# I didn't like the Silmarillion



## ckelly06 (Apr 18, 2011)

There, I said it. It's not flame bait or anything, I just thought it was too dense and frankly boring.

I liked The Hobbit and LOTR, maybe it's time to read some of the other Middle Earth books. Some of them look pretty promising.


----------



## At Dusk I Reign (Apr 18, 2011)

Dense? Certainly. That's one of the reasons I love it: it isn't obvious. Tolkien was a philologist, he created Middle-earth merely as a playground for the languages he created. Commercial considerations played no part in the act of creation, something he sadly failed to pass on to his son. I love the Lord of the Rings, but the Silmarillion will always occupy a higher shelf in the bookcase of my heart.*

* Too wet? Oh well, I'm in that kind of mood...


----------



## Behelit (Apr 18, 2011)

I just so happen to be reading _The Silmarillion_. Roughly 5 chapters in and I feel like I'm reading the book of Genesis (closer to that of Norse mythology though.) That isn't to dish any dirt; it is difficult to take in so many names and associations in such a short span. I have felt the need to re-read it in hopes of better retaining or understand but have yet to do so. I'd prefer to complete the book, I think it will sink in better once I have the big picture. 

I agree with the usage of the word 'dense', bearing little to no negative connotation in mind.

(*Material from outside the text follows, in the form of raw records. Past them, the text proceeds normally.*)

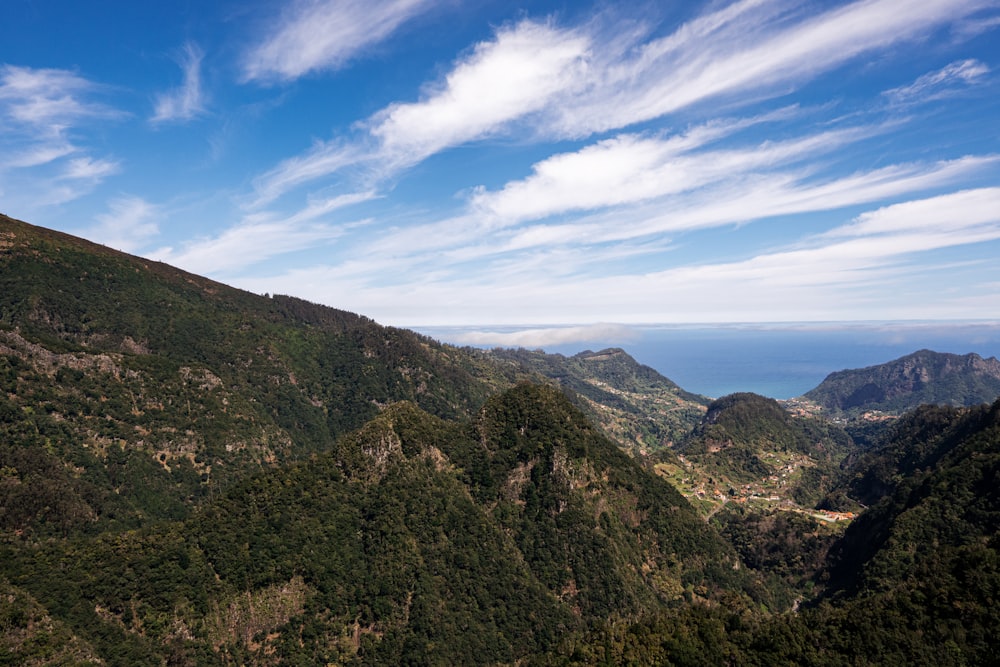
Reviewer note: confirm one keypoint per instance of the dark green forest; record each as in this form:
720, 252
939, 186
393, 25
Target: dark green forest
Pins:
195, 475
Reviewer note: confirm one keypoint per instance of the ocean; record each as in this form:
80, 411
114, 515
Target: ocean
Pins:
776, 360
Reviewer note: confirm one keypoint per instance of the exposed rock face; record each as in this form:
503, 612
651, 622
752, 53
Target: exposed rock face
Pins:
922, 377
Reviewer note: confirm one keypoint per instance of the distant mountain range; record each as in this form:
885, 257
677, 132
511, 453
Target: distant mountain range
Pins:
191, 474
924, 377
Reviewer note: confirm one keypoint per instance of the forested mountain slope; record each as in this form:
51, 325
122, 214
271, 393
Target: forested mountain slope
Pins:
645, 411
915, 580
924, 377
413, 539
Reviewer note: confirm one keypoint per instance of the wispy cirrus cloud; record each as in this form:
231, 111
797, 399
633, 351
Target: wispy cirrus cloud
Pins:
751, 48
263, 235
543, 81
314, 35
187, 101
48, 101
129, 224
501, 81
629, 168
521, 72
40, 110
845, 274
942, 83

I went into the book not expecting a story that of the likes of _The Hobbit_ or _The Lord of the Rings_ but more of a mythological background or a companion to the previously mentioned titles. I think if you were expecting or wanting it to be a prequel, then you probably will be disappointed.


----------



## At Dusk I Reign (Apr 18, 2011)

Behelit said:


> I just so happen to be reading _The Silmarillion_. Roughly 5 chapters in and I feel like I'm reading the book of Genesis (closer to that of Norse mythology though.) That isn't to dish any dirt; it is difficult to take in so many names and associations in such a short span. I have felt the need to re-read it in hopes of better retaining or understand but have yet to do so. I'd prefer to complete the book, I think it will sink in better once I have the big picture.
> 
> I agree with the usage of the word 'dense', bearing little to no negative connotation in mind.

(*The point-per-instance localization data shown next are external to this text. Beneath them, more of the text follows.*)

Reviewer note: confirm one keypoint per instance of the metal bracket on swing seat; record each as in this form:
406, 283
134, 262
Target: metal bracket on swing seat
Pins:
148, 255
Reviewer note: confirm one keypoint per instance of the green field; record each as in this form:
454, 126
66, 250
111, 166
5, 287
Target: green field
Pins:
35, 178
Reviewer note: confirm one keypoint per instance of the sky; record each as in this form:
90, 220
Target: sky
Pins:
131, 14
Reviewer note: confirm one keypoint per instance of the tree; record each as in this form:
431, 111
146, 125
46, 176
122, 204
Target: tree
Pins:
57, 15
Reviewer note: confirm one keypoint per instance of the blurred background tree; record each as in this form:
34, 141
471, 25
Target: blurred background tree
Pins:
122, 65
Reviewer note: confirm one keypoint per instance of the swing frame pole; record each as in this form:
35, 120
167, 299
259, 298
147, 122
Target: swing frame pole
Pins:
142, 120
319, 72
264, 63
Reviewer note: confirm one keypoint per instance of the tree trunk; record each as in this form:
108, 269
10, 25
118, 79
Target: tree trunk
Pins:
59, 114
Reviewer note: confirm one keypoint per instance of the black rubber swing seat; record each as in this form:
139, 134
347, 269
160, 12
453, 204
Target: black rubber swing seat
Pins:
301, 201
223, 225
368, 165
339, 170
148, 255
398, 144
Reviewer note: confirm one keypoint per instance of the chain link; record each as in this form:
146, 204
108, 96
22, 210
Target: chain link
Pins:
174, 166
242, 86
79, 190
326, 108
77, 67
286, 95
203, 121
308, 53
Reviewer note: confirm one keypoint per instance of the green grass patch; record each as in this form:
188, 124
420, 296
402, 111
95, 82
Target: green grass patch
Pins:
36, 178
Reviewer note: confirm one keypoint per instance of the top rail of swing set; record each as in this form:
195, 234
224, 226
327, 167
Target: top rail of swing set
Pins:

It's dense, I don't deny it. But bearing in mind that Tolkien was hoping to create a mythology for the English, that's no real surprise. It's certainly a less enjoyable read than Lord of the Rings, and maybe it only has relevance to those who want to know what came before the events of LotR, but (however perversely) I quite enjoyed it. Maybe I just need to get out in the fresh air a bit more.


----------



## Behelit (Apr 18, 2011)

I'd say I'm more in the same ship as you, Dusk. I am enjoying it so far, but I am also noting the fact that I am having difficult digesting it properly due to the density of information involved.


----------



## At Dusk I Reign (Apr 18, 2011)

Behelit said:


> I'd say I'm more in the same ship as you, Dusk. I am enjoying it so far, but I am also noting the fact that I am having difficult digesting it properly due to the density of information involved.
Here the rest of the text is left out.